The July 2015 conversation, at which Mr Brimstone was asked for advice about cost controls on the scheme, was followed by a series of emails that included information about the RHI, but again the DUP spad did not flag up a conflict of interest. He told the inquiry it was possible the emails had been "deleted on receipt" and that he did not share the information with anybody else.
Mr Brimstone said he had been "pedantic" about consulting with department permanent secretaries whether, for example, an invitation to an event, might be a conflict of interest.
The former spad to Nelson McCausland during the Red Sky scandal installed a biomass boiler at a shed beside his Co Antrim home and applied for the RHI in 2015. He used the boiler to heat his nearby home.
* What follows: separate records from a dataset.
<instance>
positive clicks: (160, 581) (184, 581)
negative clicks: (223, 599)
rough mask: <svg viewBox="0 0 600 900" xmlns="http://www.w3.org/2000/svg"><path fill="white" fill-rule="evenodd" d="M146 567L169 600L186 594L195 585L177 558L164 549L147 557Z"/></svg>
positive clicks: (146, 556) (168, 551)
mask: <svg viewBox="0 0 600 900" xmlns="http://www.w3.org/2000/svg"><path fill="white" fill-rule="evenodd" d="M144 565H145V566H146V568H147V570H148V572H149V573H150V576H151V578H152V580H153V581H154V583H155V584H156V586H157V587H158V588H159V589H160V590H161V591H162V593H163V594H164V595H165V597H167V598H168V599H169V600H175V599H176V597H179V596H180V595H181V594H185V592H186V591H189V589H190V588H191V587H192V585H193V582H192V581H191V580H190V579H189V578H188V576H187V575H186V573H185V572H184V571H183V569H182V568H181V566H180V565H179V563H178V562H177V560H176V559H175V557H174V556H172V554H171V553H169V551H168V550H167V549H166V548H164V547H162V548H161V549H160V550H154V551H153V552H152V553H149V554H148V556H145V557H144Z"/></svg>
The inquiry also heard of two complaints about Mr Brimstone's RHI installation, with an anonymous complainant alleging he was involved in "total fraud".
The front page of the subsequent auditor's report stated that there was "no evidence" that the building in which the boiler was housed was being used for agricultural use, as had been claimed in the RHI application.
However, both complaints were investigated and on each occasion the government regulator for gas and electricity markets (Ofgem) found no compliance issues
It emerged that Mr Brimstone previously had a flock number, which is required in order to keep sheep, but had archived it 2009.
The inquiry heard he reactivated the number in January 2017, saying his children had taken a interest in sheep.